A retrospective radiographic review of 141 patients with CoS and CrS analyses yielded 21 patients with and 120 without radiographic impingement signs (controls). Radiographic measurements included divot depth and orientation of the acetabular component to compute the contact patch to rim distance, a measure of functional head coverage. We defined a patient as having radiographic impingement signs if a remodeling of the femoral neck cortex showed a depression matching the predicted path of an impinging acetabular component. CoS and CrS were analyzed by inductively coupled plasma mass spectrometry and the radiographs were taken within 12 months of the last blood draw.
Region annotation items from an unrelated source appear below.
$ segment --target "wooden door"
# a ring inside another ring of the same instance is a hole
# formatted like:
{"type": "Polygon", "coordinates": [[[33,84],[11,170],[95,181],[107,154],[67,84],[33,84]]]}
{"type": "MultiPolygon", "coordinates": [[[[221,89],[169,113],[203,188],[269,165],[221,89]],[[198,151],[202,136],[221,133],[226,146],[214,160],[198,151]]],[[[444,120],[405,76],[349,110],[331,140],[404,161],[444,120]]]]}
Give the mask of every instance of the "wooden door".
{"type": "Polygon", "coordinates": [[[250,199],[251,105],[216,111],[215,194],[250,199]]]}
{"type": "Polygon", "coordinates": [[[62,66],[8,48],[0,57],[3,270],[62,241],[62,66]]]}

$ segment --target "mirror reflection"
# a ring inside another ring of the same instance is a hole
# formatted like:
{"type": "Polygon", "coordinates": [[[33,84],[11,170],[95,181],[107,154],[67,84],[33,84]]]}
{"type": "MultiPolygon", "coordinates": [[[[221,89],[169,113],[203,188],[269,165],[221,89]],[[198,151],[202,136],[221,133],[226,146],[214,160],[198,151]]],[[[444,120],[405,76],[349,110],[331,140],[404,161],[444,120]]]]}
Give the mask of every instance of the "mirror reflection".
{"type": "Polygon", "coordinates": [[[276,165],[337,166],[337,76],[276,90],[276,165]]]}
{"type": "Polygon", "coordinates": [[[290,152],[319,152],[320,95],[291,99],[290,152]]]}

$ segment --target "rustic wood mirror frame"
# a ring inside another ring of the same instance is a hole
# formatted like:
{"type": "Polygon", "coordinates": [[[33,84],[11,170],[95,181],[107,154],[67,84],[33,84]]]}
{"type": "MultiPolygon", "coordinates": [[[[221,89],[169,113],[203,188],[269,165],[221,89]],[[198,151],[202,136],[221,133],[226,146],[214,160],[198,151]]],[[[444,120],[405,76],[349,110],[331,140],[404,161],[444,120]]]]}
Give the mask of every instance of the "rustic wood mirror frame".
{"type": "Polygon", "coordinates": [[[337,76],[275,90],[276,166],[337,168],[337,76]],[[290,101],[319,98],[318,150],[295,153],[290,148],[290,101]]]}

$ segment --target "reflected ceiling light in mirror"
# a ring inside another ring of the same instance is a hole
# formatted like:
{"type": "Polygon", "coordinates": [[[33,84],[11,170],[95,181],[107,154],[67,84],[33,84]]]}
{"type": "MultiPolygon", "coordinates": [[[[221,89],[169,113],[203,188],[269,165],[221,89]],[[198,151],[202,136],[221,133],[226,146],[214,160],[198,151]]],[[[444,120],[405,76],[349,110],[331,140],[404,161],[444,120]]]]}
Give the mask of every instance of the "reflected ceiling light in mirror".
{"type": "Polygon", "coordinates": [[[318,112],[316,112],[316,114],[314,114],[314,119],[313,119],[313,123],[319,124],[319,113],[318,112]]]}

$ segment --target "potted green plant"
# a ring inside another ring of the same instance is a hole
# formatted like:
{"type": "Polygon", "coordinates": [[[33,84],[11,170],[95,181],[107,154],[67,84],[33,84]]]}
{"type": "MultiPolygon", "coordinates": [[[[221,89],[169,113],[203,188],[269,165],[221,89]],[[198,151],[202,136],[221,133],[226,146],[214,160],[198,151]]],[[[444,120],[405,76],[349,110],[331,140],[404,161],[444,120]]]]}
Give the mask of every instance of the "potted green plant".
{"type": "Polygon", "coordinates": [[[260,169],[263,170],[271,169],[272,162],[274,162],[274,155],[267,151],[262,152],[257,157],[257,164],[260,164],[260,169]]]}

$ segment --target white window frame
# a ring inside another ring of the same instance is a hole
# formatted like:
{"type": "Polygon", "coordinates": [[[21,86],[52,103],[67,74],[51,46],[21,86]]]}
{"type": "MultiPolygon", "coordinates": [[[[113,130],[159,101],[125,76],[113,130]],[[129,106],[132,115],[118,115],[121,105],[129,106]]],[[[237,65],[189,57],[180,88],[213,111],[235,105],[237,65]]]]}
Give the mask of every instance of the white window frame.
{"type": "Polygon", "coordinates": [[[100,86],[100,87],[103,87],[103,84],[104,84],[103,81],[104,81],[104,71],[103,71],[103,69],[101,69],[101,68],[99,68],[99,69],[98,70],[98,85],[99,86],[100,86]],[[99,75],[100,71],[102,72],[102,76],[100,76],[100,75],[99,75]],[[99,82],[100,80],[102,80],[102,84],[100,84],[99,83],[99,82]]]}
Median CoS and CrS were greater in the impingement group than in controls in patients with less than 10-mm contact patch to rim distances. Divot depth did not correlate with CoS or CrS. In predicting elevated ion levels (≥ 7 μg/L), the presence of a radiographic impingement sign showed a sensitivity of 50% for CoS and 33% for CrS and a specificity of 87% for both CoS and CrS.
Radiographic impingement signs influenced CoS and CrS only when the functional head coverage was insufficient due to poor socket positioning. Radiographic impingement signs alone were not a good predictor of elevated metal ion levels.
Level of Evidence
Level III, diagnostic study. See Instructions for Authors for a complete description of levels of evidence.